Le oscillazioni sul referendum riflettono una più generale “passività” dei membri non renziani, che appaiono frastornati dal cambiamento di stile dell’attuale segretario. La differenza nel modo di comunicare e nei riferimenti simbolici rispetto a capi più anziani è evidente. Quella nelle politiche concrete quasi del tutto inesistente. Tanto Renzi quanto i suoi predecessori sono stati e sono tuttora i fautori delle liberalizzazioni e delle privatizzazioni, così come degli stravolgimenti costituzionali (ricordiamo la Riforma del Titolo V e l’inserimento del vincolo di pareggio di bilancio) proponendosi come i più coerenti esecutori in Italia dei dettami della finanza e del capitale e i “sicari” delle tutele e dello Stato sociale della Prima Repubblica. L’innovazione di Renzi è stata quella di adattare lo stile comunicativo alla mutata politica. Ogni riferimento alla sinistra e al mondo “popolare”, che prima di lui in qualche misura ancora esisteva, sia pure in forma puramente simbolica, è stato abolito, sostituito da un linguaggio “pop” e immediato, di grande presa televisiva. Ogni retroterra culturale che in qualche misura faceva ancora rammentare al PD della sua tradizione è stato raso al suolo. Ci si allea anche apertamente e sfacciatamente con Berlusconi, essendo venuta meno qualsiasi distinzione, anche solo formale. I legami col mercato, già esistenti, vengono ora dichiarati apertamente e senza imbarazzo, con figure come Davide Serra e Marco Carrai che accompagnano Renzi in numerose occasioni. Infine si propongono personaggi giovani, di nessuna esperienza politica come “volti” per le telecamere.

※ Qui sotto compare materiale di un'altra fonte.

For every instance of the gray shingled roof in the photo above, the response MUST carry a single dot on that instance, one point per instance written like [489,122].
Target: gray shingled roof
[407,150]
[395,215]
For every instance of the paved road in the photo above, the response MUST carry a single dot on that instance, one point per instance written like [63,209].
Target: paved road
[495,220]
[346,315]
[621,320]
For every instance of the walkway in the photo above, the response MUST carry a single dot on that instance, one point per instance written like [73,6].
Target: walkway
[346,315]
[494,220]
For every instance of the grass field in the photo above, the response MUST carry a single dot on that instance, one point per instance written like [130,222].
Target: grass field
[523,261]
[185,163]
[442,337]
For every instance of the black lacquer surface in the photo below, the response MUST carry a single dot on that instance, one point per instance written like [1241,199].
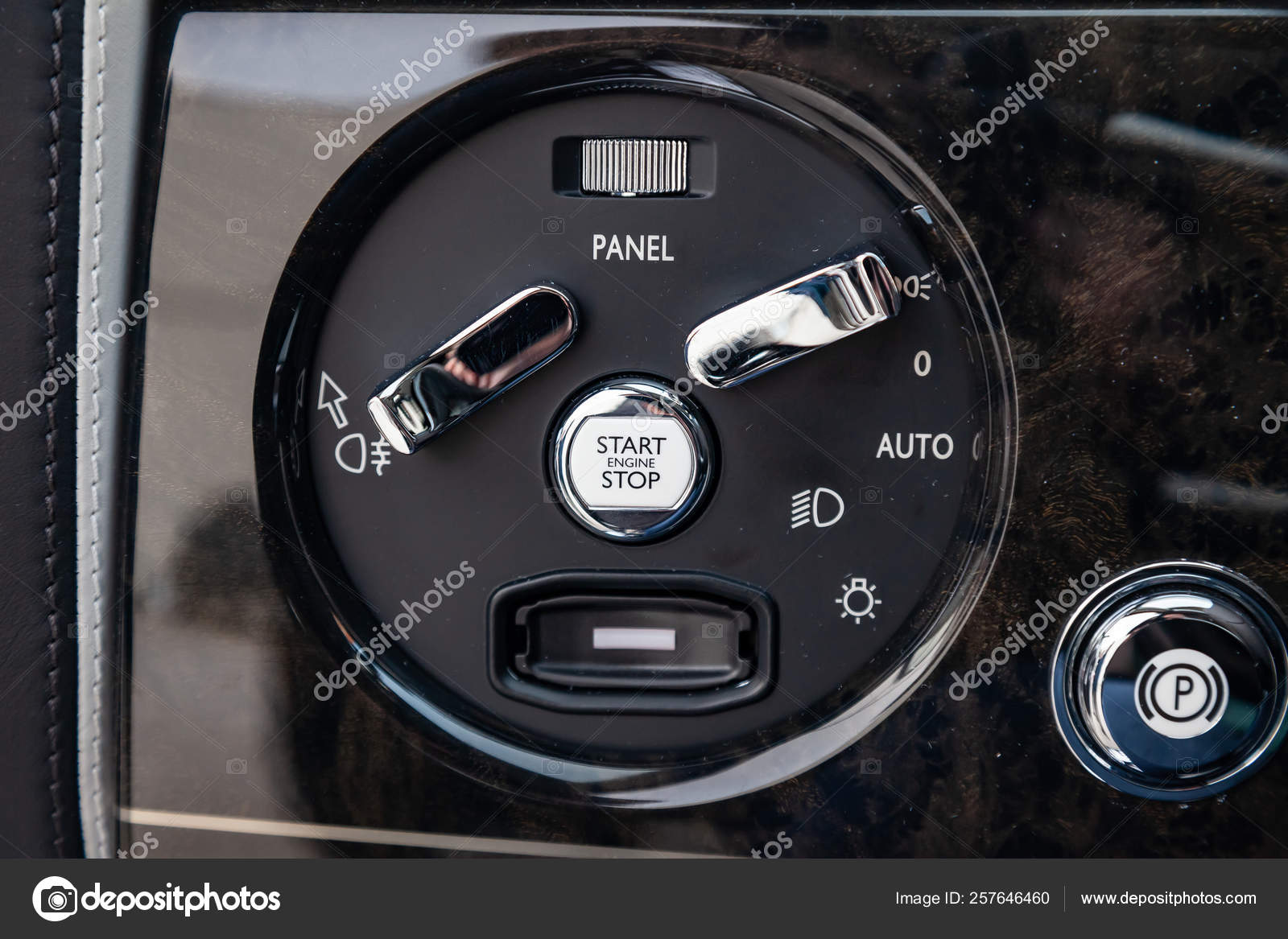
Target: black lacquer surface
[1141,278]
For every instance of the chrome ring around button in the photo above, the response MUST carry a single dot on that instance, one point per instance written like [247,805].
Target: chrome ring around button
[1169,682]
[631,459]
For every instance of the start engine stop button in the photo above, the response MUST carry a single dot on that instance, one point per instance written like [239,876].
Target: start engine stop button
[630,458]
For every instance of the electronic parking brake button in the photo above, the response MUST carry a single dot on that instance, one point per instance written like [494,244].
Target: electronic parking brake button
[630,458]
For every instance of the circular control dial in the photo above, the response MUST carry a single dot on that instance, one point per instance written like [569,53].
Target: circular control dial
[777,396]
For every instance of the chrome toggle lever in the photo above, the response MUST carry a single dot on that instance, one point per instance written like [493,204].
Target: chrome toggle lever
[489,357]
[782,323]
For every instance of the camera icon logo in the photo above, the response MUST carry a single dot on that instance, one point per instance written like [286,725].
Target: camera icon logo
[55,900]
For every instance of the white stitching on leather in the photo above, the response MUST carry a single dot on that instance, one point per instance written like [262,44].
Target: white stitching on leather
[96,773]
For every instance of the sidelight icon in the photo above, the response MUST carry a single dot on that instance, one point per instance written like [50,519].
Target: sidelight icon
[822,508]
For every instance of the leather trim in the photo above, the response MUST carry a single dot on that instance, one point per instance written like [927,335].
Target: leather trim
[39,186]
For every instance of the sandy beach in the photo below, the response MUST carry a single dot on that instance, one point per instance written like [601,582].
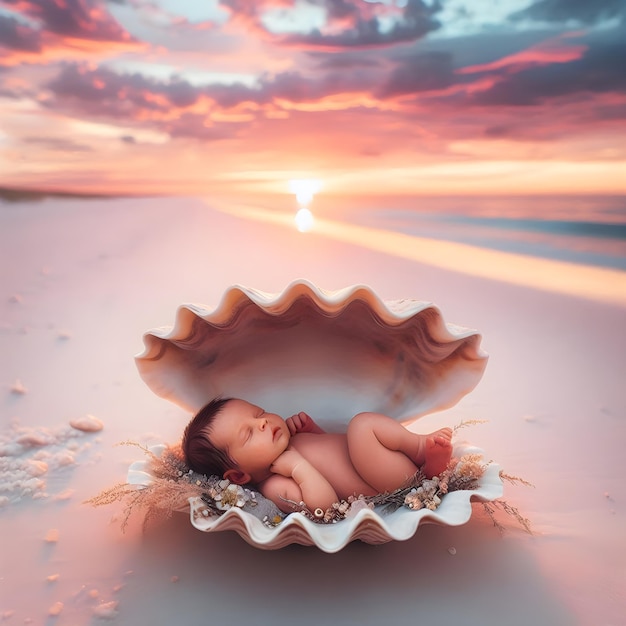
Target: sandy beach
[82,280]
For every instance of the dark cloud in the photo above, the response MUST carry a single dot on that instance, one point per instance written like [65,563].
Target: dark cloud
[81,19]
[344,60]
[16,35]
[416,21]
[562,11]
[134,98]
[600,70]
[353,23]
[110,93]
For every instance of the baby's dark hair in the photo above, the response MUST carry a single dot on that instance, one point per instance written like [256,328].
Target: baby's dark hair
[200,453]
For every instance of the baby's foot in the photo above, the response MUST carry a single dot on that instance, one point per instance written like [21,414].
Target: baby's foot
[438,451]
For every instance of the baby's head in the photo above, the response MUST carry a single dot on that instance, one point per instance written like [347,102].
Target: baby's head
[234,439]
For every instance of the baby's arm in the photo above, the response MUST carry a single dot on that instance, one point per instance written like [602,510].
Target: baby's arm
[295,479]
[303,423]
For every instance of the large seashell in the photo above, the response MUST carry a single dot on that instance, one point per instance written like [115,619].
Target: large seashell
[331,354]
[369,526]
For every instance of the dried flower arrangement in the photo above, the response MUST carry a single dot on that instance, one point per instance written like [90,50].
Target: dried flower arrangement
[174,483]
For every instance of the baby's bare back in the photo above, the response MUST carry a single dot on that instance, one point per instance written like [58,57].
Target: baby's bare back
[328,453]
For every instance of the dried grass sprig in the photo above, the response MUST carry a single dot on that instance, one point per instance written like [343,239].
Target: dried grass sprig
[490,509]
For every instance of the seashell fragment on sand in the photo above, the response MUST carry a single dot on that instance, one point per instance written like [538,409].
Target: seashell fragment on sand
[87,423]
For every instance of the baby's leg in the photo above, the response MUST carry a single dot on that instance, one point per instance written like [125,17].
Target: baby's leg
[386,454]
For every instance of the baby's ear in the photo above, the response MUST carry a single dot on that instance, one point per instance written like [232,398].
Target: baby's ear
[237,476]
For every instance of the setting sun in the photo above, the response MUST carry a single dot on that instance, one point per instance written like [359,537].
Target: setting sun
[304,190]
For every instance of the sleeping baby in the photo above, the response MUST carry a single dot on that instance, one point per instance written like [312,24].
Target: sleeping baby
[294,460]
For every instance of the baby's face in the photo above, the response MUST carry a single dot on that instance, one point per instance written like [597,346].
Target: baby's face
[253,438]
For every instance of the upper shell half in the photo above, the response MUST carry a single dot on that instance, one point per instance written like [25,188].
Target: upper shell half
[331,354]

Questo “shock” culturale ha trovato impreparati gli altri capi del PD, soprattutto quelli di scuola PCI, abituati a una diversa concezione della politica; da qui il loro imbarazzo: la politica di Renzi collima con loro, ma cambia il modo di comunicarla. Tuttavia, verrebbe da dire, chi è causa del suo male pianga se stesso: sono stati proprio gli eredi del comunismo italiano, D’Alema, Fassino, Veltroni, Bersani, Cuperlo, ecc. ad aver per primi commesso il “parricidio” contro il proprio partito e la propria tradizione. Sono stati loro ad aver aperto la strada al liberismo anche a sinistra. L’attuale segretario è stato il naturale e coerente prosecutore dell’opera da essi iniziata. Nessuna discontinuità, dunque, nessuna “innovazione”, nessun “cambiamento”, contrariamente a come Renzi ama presentarsi, se non nella simbologia. La riforma che piace alla finanza internazionale si colloca in questo quadro di totale continuità del PD. Soltanto, Renzi è privo di quella cultura della Prima Repubblica, ed è meno reticente nel dichiararlo continuando nell’opera di demolizione della politica avviata dai suoi predecessori.